При слушании дела Моосбругер уготовлял своему защитнику самые непредвиденные трудности. Он сидел на своей скамье развалясь, как зритель, кричал прокурору «браво», когда тот приводил какое-нибудь доказательство его социальной опасности, казавшееся ему, Моосбругеру, достойным его, и раздавал похвальные оценки свидетелям, которые заявляли, что никогда не замечали у него никаких признаков невменяемости. «Вы забавный субъект», — льстил ему время от времени руководивший слушанием дела судья и добросовестно стягивал петли, которыми обвиняемый себя опутал. Потом Моосбругер минуту стоял в удивлении, как затравленный на арене бык, скользил глазами по сторонам и видел по лицам сидевших вокруг то, чего он понять не мог, — что он вогнал себя в свою вину на пласт глубже.

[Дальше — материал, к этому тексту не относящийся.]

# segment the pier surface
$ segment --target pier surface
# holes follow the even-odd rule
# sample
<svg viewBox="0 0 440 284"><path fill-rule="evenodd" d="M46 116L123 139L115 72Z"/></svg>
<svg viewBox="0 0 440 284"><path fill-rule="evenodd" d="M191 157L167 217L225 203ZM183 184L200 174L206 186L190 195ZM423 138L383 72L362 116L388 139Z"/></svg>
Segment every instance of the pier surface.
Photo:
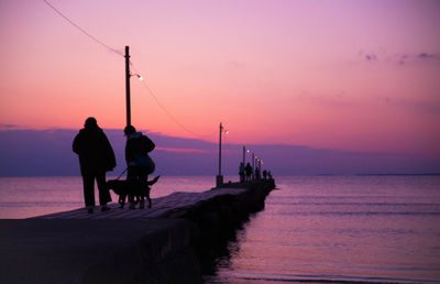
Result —
<svg viewBox="0 0 440 284"><path fill-rule="evenodd" d="M129 204L124 208L119 208L119 204L109 204L109 211L101 212L97 207L94 214L88 214L85 208L72 211L56 212L35 217L37 219L153 219L168 217L177 211L183 211L217 196L240 195L244 188L213 188L204 193L173 193L168 196L152 198L152 208L129 209ZM147 203L145 204L147 205Z"/></svg>
<svg viewBox="0 0 440 284"><path fill-rule="evenodd" d="M273 188L229 184L154 198L145 209L110 204L0 220L0 283L204 283L215 247Z"/></svg>

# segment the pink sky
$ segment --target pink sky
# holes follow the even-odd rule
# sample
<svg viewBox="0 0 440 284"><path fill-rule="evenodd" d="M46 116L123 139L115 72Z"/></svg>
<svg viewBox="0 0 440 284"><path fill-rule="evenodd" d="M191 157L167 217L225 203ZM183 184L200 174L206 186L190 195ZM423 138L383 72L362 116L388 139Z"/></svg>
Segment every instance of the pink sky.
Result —
<svg viewBox="0 0 440 284"><path fill-rule="evenodd" d="M209 141L440 156L438 1L50 2ZM124 58L44 1L0 0L0 124L124 127ZM136 128L191 138L131 83Z"/></svg>

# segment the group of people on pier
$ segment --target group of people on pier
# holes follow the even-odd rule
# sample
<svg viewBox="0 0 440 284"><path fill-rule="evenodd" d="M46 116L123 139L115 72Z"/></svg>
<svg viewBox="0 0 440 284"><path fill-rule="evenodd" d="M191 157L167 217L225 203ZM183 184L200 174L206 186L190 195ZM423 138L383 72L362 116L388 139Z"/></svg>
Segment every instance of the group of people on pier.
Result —
<svg viewBox="0 0 440 284"><path fill-rule="evenodd" d="M252 181L260 181L262 179L261 176L261 164L256 164L255 171L251 166L250 163L248 163L244 166L243 162L240 162L240 167L239 167L239 175L240 175L240 183L249 183ZM271 171L263 170L263 179L272 179L272 173Z"/></svg>
<svg viewBox="0 0 440 284"><path fill-rule="evenodd" d="M147 186L148 174L154 171L154 162L148 153L154 150L155 144L146 135L136 132L133 125L125 127L124 135L127 136L127 181L136 186ZM98 184L101 211L110 210L110 207L107 206L111 201L111 196L106 184L106 172L113 171L117 162L107 135L98 127L95 118L90 117L86 120L84 129L74 139L73 151L79 157L84 198L88 212L92 214L96 205L95 181ZM129 195L129 201L130 208L134 209L134 196ZM142 206L141 201L140 207Z"/></svg>

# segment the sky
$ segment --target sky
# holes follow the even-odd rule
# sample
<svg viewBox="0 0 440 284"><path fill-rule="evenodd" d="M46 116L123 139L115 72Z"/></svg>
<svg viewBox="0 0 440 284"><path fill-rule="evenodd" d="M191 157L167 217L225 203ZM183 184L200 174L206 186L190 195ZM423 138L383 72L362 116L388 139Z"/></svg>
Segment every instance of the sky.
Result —
<svg viewBox="0 0 440 284"><path fill-rule="evenodd" d="M138 129L440 159L439 1L47 1L112 50L0 0L3 130L122 129L129 45Z"/></svg>

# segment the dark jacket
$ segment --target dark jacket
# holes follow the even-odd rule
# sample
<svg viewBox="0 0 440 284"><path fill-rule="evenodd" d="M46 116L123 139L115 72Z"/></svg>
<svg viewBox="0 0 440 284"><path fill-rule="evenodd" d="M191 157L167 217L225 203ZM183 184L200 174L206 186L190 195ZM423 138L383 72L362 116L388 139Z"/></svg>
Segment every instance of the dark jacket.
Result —
<svg viewBox="0 0 440 284"><path fill-rule="evenodd" d="M135 165L134 157L136 155L147 155L156 145L150 138L141 132L130 134L125 144L125 161L128 165Z"/></svg>
<svg viewBox="0 0 440 284"><path fill-rule="evenodd" d="M73 150L79 155L81 174L108 172L117 166L113 149L99 127L87 127L75 136Z"/></svg>

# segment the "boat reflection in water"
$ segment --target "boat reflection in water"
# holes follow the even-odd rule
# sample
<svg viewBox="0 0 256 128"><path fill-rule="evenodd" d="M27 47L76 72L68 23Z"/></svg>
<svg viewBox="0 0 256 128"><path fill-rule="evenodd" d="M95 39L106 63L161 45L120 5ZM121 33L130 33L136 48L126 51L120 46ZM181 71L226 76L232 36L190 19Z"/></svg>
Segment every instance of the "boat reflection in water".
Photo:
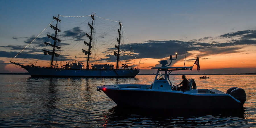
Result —
<svg viewBox="0 0 256 128"><path fill-rule="evenodd" d="M104 115L106 127L139 125L143 127L198 127L199 125L222 127L243 123L246 111L244 108L234 112L232 110L142 109L118 105Z"/></svg>
<svg viewBox="0 0 256 128"><path fill-rule="evenodd" d="M173 71L191 70L193 67L168 67L172 60L175 59L171 55L169 65L166 65L167 61L161 61L161 67L152 68L158 70L151 85L103 85L97 86L97 90L102 91L120 106L160 109L238 109L242 107L246 98L245 91L242 88L232 87L227 90L226 93L214 88L197 89L194 80L191 79L188 80L187 89L183 92L176 90L176 87L173 86L170 80L170 74Z"/></svg>

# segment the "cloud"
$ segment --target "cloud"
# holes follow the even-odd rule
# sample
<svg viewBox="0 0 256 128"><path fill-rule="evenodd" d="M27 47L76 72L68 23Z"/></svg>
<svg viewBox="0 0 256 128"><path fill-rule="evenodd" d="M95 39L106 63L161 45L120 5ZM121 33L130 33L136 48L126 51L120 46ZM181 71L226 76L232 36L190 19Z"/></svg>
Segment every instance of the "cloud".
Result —
<svg viewBox="0 0 256 128"><path fill-rule="evenodd" d="M219 37L220 37L221 38L230 38L235 36L239 36L249 33L255 33L255 32L256 32L256 30L245 30L242 31L238 31L234 32L228 33L220 36L219 36Z"/></svg>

Ульриха особенно привлекало то, что в основе самозащиты Моосбругера несомненно лежал какой-то смутно вырисовывавшийся план. Ни намерения убивать у него первоначально не было, ни больным он, дорожа своим достоинством, не позволял себе быть; о наслаждении вообще не могло идти речи, речь могла идти только об отвращении и презрении; преступление оказывалось, таким образом, непредумышленным убийством, к которому его побудило подозрительное поведение женщины, «этой карикатуры на женщину», как он выразился. Пожалуй, он требовал даже, чтобы на совершенное им убийство смотрели как на политическое преступление, и порой складывалось такое впечатление, что борется он вовсе не за себя, а за эту юридическую конструкцию. Тактика, применявшаяся против этого судьей, была обычной — видеть во всем только неуклюже хитрые старания убийцы уйти от ответственности. «Почему вы вытерли окровавленные руки?» — «Почему выбросили нож?» — «Почему вы после убийства переменили платье и белье?» — «Потому что было воскресенье? Не потому, что они были в крови?» — «Почему вы отправились развлекаться? Преступление, значит, не помешало вам? Чувствовали ли вы вообще раскаяние?»